…После обеда на палубе. Бытро тьма растет, море небурное, но беспросветное. Звезд не видать, мгла на небе. Обхожу корму и останавливаюсь на ней. Далеко позади вспыхивает, угасает бледнеющая звезда на горизонте. Маяк Антиба! Сколько раз видел его из Грасса, из Ниццы, теперь в глухом море жалобен он, безнадежен. Нельзя оторваться. Все смотришь. И как ты один! Мир беспределен. Безмерны страны и люди. Ты же – ничто, но ты дышишь, чего-то желаешь, куда-то стремишься. Вот взгляд твой все хочет увидеть, запомнить, изобразить, о себе что-то сказать – и так до могилы. Упорство твое непреодолимо. Оно дает силу жить… «Я бы хотел иметь тысячу глаз, чтобы видеть, тысячу ушей, чтобы слышать», – говорил Флобер, образ совершенного художника. Значит же, есть на что поглядеть, есть, что послушать.
Час спустя все еще мигает маяк, но теперь тускло-краснея, побеждаемый далью, парами моря. Трудно смотреть на его агонию.
Встал, чтобы спуститься в каюту. Опустил руку в карман, вынул конфетку, последнюю, что положили мне дома. Самый фунтик, к котором она лежала хотел было выбросить, да пожалел: свой фунтик, «домашний». А море вон какое чужое, да черное.
Спрятал его.
В детстве я терпеть не мог Одиссея. Позднее, взрослым, прочитав как следует (в мирном гамаке сельца Притыкина![233]
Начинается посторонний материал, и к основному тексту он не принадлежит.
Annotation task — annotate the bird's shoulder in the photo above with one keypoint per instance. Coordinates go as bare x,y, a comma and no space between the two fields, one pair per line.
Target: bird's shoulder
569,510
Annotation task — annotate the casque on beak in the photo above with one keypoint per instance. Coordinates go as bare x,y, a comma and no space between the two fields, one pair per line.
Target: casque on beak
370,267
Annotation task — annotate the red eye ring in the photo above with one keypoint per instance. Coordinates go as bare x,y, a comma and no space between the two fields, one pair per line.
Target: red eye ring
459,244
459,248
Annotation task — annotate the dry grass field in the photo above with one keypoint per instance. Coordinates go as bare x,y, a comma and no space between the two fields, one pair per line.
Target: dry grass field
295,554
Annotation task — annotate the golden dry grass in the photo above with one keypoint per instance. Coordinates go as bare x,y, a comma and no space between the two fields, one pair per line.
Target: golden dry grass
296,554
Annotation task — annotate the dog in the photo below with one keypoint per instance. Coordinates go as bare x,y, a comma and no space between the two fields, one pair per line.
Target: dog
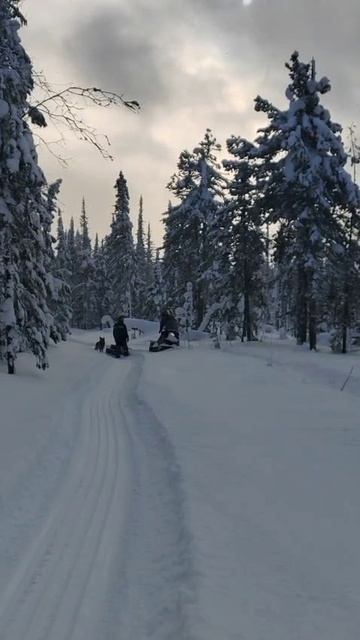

) о странствиях Его, отношение во многом изменил. НЕ то, чтобы Одиссей очень очаровал. Бог с ним, хитрый был грек. Но впервые тогда я его пожалел, и потом не однажды в Италии, на морском берегу вспоминал, и всегда приходил этот стих: «по хребтам беспредельно-пустынного моря». Подумать ведь, сколько лет проскитаться! И все с морем и на море! То циклопы, то бури, а там сирены, Цирцея…Теперь вспомнил о нем хмурым утром, когда шли между Корсикой и Сардинией. Южней Корсики выступила из моря цепь низеньких, но преуродливых скал, голых утесов. Отчего бы не быть ей хребтом какого-нибудь дракона, чье туловище погружено, а торчат безобразные плавники? Невдалеке трехмачтовая шхуна, под полными парусами. Если не на такой, то не на очень иной и он плыл, и вот на рассвете, да может еще и в погоду не тихую, натолкнуться ему на такую нечисть… Тут для Гомера, конечно, пища на несколько полных гекзаметров.
Наш белый стимер прошел равнодушно, и сколько я видел, никто ни заклинаний не произносил, ни богам жертв не воздавал. Не было и сирен. Виднелась справа Сардиния, и не понравилась, унылое место, туда ссылают. Потом появились дельфины, втроем. Мило, но глупо.
Три рыжеватых и однорогих «типа», наверно шерстистых, как по команде выскакивали из гребня волны, бултыхались вниз головой (очень ловко), затем также выныривали из волны следующей. Слегка позабавили, все-таки, это уже стихия, пора сил космических. Улыбка на них, как солнечный луч, слегка рассеивает туманы души.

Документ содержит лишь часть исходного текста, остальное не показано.